O filme é um drama inspirado em factos verídicos sobre o comediante real Lenny Bruce - a quem Joaquin Phoenix foi buscar alguma influência para o desenvolvimento do seu Joker -, encontrado morto na sua casa em Hollywood Hills, vítima de overdose acidental de drogas. Alguns espectadores atuais conhecem-no como personagem da série “The Amazing Mrs. Maisel” da Amazon Prime Video, mas foi o filme de Fosse que melhor explorou os problemas decorrentes de um comediante controverso nos anos 50 e 60.
Lenny foi julgado e condenado várias vezes pelos Estados Unidos da América, esse seu país que se diz livre e que corrompe aqueles que vão além do politicamente correto, por utilizar a palavra como comentário e proclamação das hipocrisias americanas. Lenny não podia dizer o que dizia, e sofreu com isso (o perdão oficial do Estado veio postumamente). Quem fala de “Lenny” fala também de todo um conjunto de filmes do cinema clássico desde “O Grande Ditador” (1940), de Charles Chaplin à “A Quimera do Riso”, de Preston Sturges (1941). Todos eles procuram explorar a definição das liberdades e das suas sequelas sobre os sujeitos.

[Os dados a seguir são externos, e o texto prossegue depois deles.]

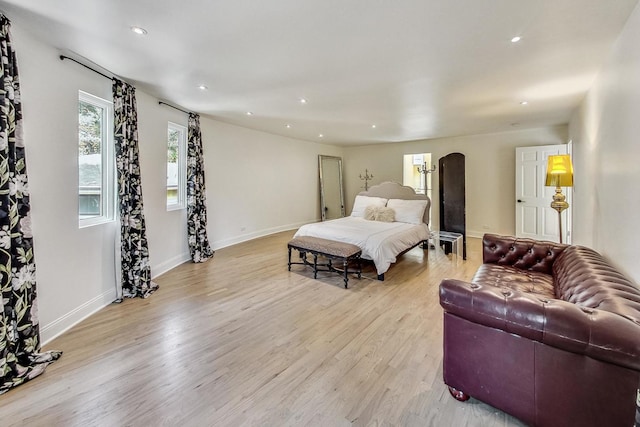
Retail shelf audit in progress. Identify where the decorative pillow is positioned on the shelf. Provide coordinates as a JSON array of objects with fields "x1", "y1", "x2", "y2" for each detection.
[
  {"x1": 363, "y1": 205, "x2": 378, "y2": 221},
  {"x1": 351, "y1": 195, "x2": 388, "y2": 217},
  {"x1": 387, "y1": 199, "x2": 428, "y2": 224},
  {"x1": 363, "y1": 205, "x2": 395, "y2": 222},
  {"x1": 375, "y1": 206, "x2": 396, "y2": 222}
]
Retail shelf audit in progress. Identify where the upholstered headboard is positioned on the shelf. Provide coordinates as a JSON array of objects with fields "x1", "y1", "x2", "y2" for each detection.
[{"x1": 358, "y1": 181, "x2": 431, "y2": 225}]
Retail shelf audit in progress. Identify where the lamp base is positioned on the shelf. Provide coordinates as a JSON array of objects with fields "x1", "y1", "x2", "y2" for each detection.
[
  {"x1": 551, "y1": 186, "x2": 569, "y2": 244},
  {"x1": 551, "y1": 186, "x2": 569, "y2": 213}
]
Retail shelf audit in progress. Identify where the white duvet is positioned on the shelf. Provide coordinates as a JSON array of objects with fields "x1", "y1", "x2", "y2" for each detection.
[{"x1": 293, "y1": 216, "x2": 430, "y2": 275}]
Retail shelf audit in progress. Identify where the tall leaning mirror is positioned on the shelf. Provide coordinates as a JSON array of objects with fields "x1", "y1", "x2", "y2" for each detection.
[{"x1": 318, "y1": 155, "x2": 345, "y2": 221}]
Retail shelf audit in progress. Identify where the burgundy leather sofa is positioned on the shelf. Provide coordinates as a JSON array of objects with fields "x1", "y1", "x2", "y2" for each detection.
[{"x1": 439, "y1": 234, "x2": 640, "y2": 427}]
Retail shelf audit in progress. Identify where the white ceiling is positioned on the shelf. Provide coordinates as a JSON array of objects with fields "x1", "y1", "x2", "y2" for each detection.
[{"x1": 1, "y1": 0, "x2": 638, "y2": 145}]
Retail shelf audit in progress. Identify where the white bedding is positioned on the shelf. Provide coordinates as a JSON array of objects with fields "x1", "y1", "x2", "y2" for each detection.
[{"x1": 293, "y1": 216, "x2": 429, "y2": 275}]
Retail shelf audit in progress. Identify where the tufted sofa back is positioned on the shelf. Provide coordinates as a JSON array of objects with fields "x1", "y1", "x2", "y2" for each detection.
[
  {"x1": 482, "y1": 234, "x2": 568, "y2": 275},
  {"x1": 553, "y1": 245, "x2": 640, "y2": 324}
]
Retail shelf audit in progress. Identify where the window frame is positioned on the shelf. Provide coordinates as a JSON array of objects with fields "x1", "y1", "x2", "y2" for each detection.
[
  {"x1": 166, "y1": 121, "x2": 187, "y2": 211},
  {"x1": 78, "y1": 90, "x2": 115, "y2": 228}
]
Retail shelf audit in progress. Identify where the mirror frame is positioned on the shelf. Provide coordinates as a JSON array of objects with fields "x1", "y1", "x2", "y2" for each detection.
[{"x1": 318, "y1": 155, "x2": 345, "y2": 221}]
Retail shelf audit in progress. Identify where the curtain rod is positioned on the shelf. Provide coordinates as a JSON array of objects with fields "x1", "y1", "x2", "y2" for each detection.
[
  {"x1": 158, "y1": 101, "x2": 192, "y2": 115},
  {"x1": 59, "y1": 55, "x2": 113, "y2": 80},
  {"x1": 60, "y1": 55, "x2": 194, "y2": 115}
]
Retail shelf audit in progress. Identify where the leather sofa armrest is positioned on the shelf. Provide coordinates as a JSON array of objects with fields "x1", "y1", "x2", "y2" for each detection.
[
  {"x1": 439, "y1": 279, "x2": 640, "y2": 371},
  {"x1": 482, "y1": 234, "x2": 567, "y2": 274}
]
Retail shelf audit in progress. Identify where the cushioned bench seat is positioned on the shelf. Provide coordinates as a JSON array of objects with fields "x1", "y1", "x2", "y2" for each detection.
[{"x1": 287, "y1": 236, "x2": 362, "y2": 288}]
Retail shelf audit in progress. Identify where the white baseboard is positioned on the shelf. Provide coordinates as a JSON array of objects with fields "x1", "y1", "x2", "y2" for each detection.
[
  {"x1": 466, "y1": 230, "x2": 485, "y2": 239},
  {"x1": 466, "y1": 230, "x2": 516, "y2": 239},
  {"x1": 40, "y1": 289, "x2": 116, "y2": 346},
  {"x1": 152, "y1": 251, "x2": 191, "y2": 278},
  {"x1": 41, "y1": 252, "x2": 190, "y2": 347},
  {"x1": 40, "y1": 222, "x2": 317, "y2": 346},
  {"x1": 212, "y1": 220, "x2": 318, "y2": 250}
]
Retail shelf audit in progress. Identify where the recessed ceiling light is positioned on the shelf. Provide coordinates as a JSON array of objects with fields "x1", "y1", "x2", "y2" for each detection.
[
  {"x1": 285, "y1": 124, "x2": 292, "y2": 128},
  {"x1": 246, "y1": 111, "x2": 253, "y2": 116},
  {"x1": 511, "y1": 36, "x2": 521, "y2": 43},
  {"x1": 198, "y1": 85, "x2": 208, "y2": 91},
  {"x1": 300, "y1": 98, "x2": 308, "y2": 104},
  {"x1": 371, "y1": 124, "x2": 377, "y2": 129},
  {"x1": 318, "y1": 133, "x2": 324, "y2": 138},
  {"x1": 520, "y1": 101, "x2": 528, "y2": 105},
  {"x1": 131, "y1": 26, "x2": 148, "y2": 35}
]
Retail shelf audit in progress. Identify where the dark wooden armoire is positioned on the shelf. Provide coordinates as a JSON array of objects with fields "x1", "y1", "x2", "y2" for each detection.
[{"x1": 439, "y1": 152, "x2": 466, "y2": 259}]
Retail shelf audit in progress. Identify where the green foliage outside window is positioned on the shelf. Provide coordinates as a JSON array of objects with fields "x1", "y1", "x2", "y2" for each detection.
[
  {"x1": 168, "y1": 128, "x2": 179, "y2": 163},
  {"x1": 79, "y1": 101, "x2": 102, "y2": 155}
]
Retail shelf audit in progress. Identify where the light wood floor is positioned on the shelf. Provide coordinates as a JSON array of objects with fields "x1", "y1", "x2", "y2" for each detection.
[{"x1": 0, "y1": 231, "x2": 525, "y2": 427}]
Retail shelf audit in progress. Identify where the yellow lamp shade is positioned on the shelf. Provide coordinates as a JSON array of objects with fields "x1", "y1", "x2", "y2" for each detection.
[{"x1": 545, "y1": 154, "x2": 574, "y2": 187}]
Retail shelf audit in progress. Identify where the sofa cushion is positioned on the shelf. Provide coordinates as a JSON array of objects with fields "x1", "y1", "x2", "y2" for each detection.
[
  {"x1": 473, "y1": 264, "x2": 555, "y2": 299},
  {"x1": 482, "y1": 234, "x2": 568, "y2": 275},
  {"x1": 553, "y1": 245, "x2": 640, "y2": 324}
]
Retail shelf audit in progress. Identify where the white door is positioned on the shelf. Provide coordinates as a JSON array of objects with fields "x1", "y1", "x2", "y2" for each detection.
[{"x1": 515, "y1": 144, "x2": 571, "y2": 243}]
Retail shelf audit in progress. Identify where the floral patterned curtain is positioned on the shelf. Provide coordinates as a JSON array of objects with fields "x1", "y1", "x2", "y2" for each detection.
[
  {"x1": 113, "y1": 79, "x2": 158, "y2": 298},
  {"x1": 187, "y1": 113, "x2": 214, "y2": 263},
  {"x1": 0, "y1": 14, "x2": 61, "y2": 395}
]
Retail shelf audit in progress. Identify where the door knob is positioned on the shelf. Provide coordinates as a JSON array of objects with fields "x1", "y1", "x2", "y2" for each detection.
[{"x1": 517, "y1": 199, "x2": 524, "y2": 203}]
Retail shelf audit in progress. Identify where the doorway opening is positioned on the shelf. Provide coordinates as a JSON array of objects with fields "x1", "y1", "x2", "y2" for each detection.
[
  {"x1": 403, "y1": 152, "x2": 434, "y2": 222},
  {"x1": 403, "y1": 153, "x2": 433, "y2": 194}
]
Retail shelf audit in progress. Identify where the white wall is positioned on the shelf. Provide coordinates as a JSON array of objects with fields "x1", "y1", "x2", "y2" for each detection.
[
  {"x1": 201, "y1": 120, "x2": 342, "y2": 249},
  {"x1": 569, "y1": 2, "x2": 640, "y2": 283},
  {"x1": 136, "y1": 91, "x2": 192, "y2": 275},
  {"x1": 343, "y1": 126, "x2": 568, "y2": 237},
  {"x1": 17, "y1": 23, "x2": 120, "y2": 344},
  {"x1": 11, "y1": 19, "x2": 343, "y2": 344}
]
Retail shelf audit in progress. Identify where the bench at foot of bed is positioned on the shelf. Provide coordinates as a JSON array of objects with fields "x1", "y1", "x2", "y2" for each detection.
[{"x1": 287, "y1": 236, "x2": 362, "y2": 288}]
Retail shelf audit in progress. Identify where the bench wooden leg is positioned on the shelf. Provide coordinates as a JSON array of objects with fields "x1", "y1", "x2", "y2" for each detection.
[
  {"x1": 343, "y1": 259, "x2": 349, "y2": 288},
  {"x1": 313, "y1": 254, "x2": 318, "y2": 279},
  {"x1": 288, "y1": 243, "x2": 362, "y2": 288}
]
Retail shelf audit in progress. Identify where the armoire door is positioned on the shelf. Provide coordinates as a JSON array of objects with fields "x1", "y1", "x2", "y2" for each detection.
[{"x1": 439, "y1": 152, "x2": 466, "y2": 259}]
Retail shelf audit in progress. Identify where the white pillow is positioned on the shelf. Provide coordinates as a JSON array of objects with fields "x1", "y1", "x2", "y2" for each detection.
[
  {"x1": 387, "y1": 199, "x2": 428, "y2": 224},
  {"x1": 351, "y1": 195, "x2": 388, "y2": 217}
]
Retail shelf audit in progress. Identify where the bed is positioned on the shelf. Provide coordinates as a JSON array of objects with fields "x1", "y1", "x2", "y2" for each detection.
[{"x1": 294, "y1": 181, "x2": 431, "y2": 280}]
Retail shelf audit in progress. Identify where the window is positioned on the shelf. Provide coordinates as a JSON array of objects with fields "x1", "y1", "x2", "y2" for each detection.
[
  {"x1": 167, "y1": 122, "x2": 187, "y2": 210},
  {"x1": 78, "y1": 91, "x2": 114, "y2": 227}
]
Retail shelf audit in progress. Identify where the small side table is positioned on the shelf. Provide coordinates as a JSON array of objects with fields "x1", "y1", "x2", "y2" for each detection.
[{"x1": 435, "y1": 231, "x2": 463, "y2": 261}]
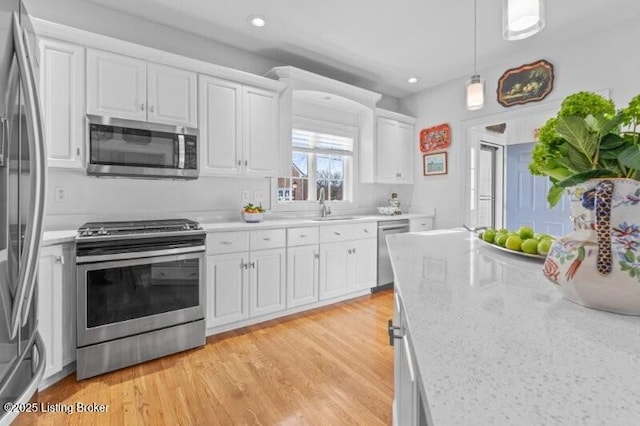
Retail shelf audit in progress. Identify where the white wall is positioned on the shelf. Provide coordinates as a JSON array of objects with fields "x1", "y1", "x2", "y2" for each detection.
[{"x1": 399, "y1": 22, "x2": 640, "y2": 229}]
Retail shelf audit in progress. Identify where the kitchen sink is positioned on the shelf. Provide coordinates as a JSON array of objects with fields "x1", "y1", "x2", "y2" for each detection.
[{"x1": 311, "y1": 216, "x2": 357, "y2": 222}]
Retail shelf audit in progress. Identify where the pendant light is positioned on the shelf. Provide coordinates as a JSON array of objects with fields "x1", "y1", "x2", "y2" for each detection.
[
  {"x1": 503, "y1": 0, "x2": 545, "y2": 40},
  {"x1": 466, "y1": 0, "x2": 484, "y2": 111}
]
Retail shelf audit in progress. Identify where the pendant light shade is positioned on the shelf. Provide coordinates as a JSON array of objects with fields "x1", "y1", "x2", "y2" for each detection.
[
  {"x1": 466, "y1": 0, "x2": 484, "y2": 111},
  {"x1": 466, "y1": 75, "x2": 485, "y2": 111},
  {"x1": 503, "y1": 0, "x2": 545, "y2": 40}
]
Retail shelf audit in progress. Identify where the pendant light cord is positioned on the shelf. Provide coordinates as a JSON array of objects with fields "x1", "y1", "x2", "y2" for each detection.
[{"x1": 473, "y1": 0, "x2": 477, "y2": 75}]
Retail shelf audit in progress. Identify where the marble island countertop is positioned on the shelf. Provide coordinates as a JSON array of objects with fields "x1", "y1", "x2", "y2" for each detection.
[
  {"x1": 387, "y1": 229, "x2": 640, "y2": 425},
  {"x1": 42, "y1": 212, "x2": 434, "y2": 245}
]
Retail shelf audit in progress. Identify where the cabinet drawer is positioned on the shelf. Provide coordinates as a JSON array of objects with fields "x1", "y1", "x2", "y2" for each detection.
[
  {"x1": 319, "y1": 222, "x2": 376, "y2": 243},
  {"x1": 409, "y1": 218, "x2": 433, "y2": 232},
  {"x1": 250, "y1": 229, "x2": 286, "y2": 250},
  {"x1": 287, "y1": 226, "x2": 319, "y2": 246},
  {"x1": 207, "y1": 231, "x2": 249, "y2": 255}
]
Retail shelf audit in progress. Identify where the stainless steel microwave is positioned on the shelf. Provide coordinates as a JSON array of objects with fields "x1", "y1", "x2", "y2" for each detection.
[{"x1": 86, "y1": 115, "x2": 198, "y2": 179}]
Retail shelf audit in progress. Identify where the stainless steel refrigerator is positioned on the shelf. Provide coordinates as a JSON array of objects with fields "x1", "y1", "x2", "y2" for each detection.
[{"x1": 0, "y1": 0, "x2": 47, "y2": 424}]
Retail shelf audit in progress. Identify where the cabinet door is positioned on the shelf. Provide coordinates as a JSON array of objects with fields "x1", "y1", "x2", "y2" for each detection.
[
  {"x1": 249, "y1": 248, "x2": 286, "y2": 317},
  {"x1": 409, "y1": 218, "x2": 433, "y2": 232},
  {"x1": 199, "y1": 76, "x2": 242, "y2": 176},
  {"x1": 397, "y1": 122, "x2": 414, "y2": 184},
  {"x1": 394, "y1": 292, "x2": 419, "y2": 426},
  {"x1": 147, "y1": 63, "x2": 197, "y2": 127},
  {"x1": 86, "y1": 49, "x2": 146, "y2": 120},
  {"x1": 287, "y1": 245, "x2": 319, "y2": 309},
  {"x1": 319, "y1": 242, "x2": 350, "y2": 300},
  {"x1": 206, "y1": 253, "x2": 249, "y2": 328},
  {"x1": 376, "y1": 117, "x2": 399, "y2": 183},
  {"x1": 61, "y1": 244, "x2": 76, "y2": 367},
  {"x1": 242, "y1": 86, "x2": 279, "y2": 177},
  {"x1": 38, "y1": 38, "x2": 84, "y2": 168},
  {"x1": 351, "y1": 238, "x2": 377, "y2": 291},
  {"x1": 37, "y1": 245, "x2": 64, "y2": 380}
]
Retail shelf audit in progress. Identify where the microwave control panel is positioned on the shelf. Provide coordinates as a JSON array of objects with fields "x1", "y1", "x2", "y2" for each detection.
[{"x1": 184, "y1": 138, "x2": 197, "y2": 170}]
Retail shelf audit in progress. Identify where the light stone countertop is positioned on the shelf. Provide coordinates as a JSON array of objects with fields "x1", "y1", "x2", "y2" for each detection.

Portanto, se por um lado faz-nos mal a excessiva liberdade de pensamento e comentário, também faz mal a falta dela. Temos que procurar um equilíbrio, e é esse o equilíbrio que a sétima arte propõe. Mesmo que não interfira diretamente sobre as nossas atitudes, o cinema ainda nos poderá prevenir, e confrontar-nos com certas questões. Será que continuaremos a preferir julgar e apontar o dedo ao outro pelas suas escolhas sejam elas de ordem religiosa, política, cultural ou sexual? Conseguiremos ser engraçados por muito tempo dessa maneira? Poderemos ter piada? A liberdade de expressão deve ser preservada, mas a par da liberdade de expressão está também o respeito pelo outro. Para ter piada, os artistas precisam de entender que não é preciso magoar, não é mais bem-sucedido, aquele que fere os demais. Se os artistas e alguns filmes mais comerciais de Hollywood (aquelas comédias adolescentes disponíveis na Netflix) continuarem a ser assim, garanto-vos que não terá piada nenhuma.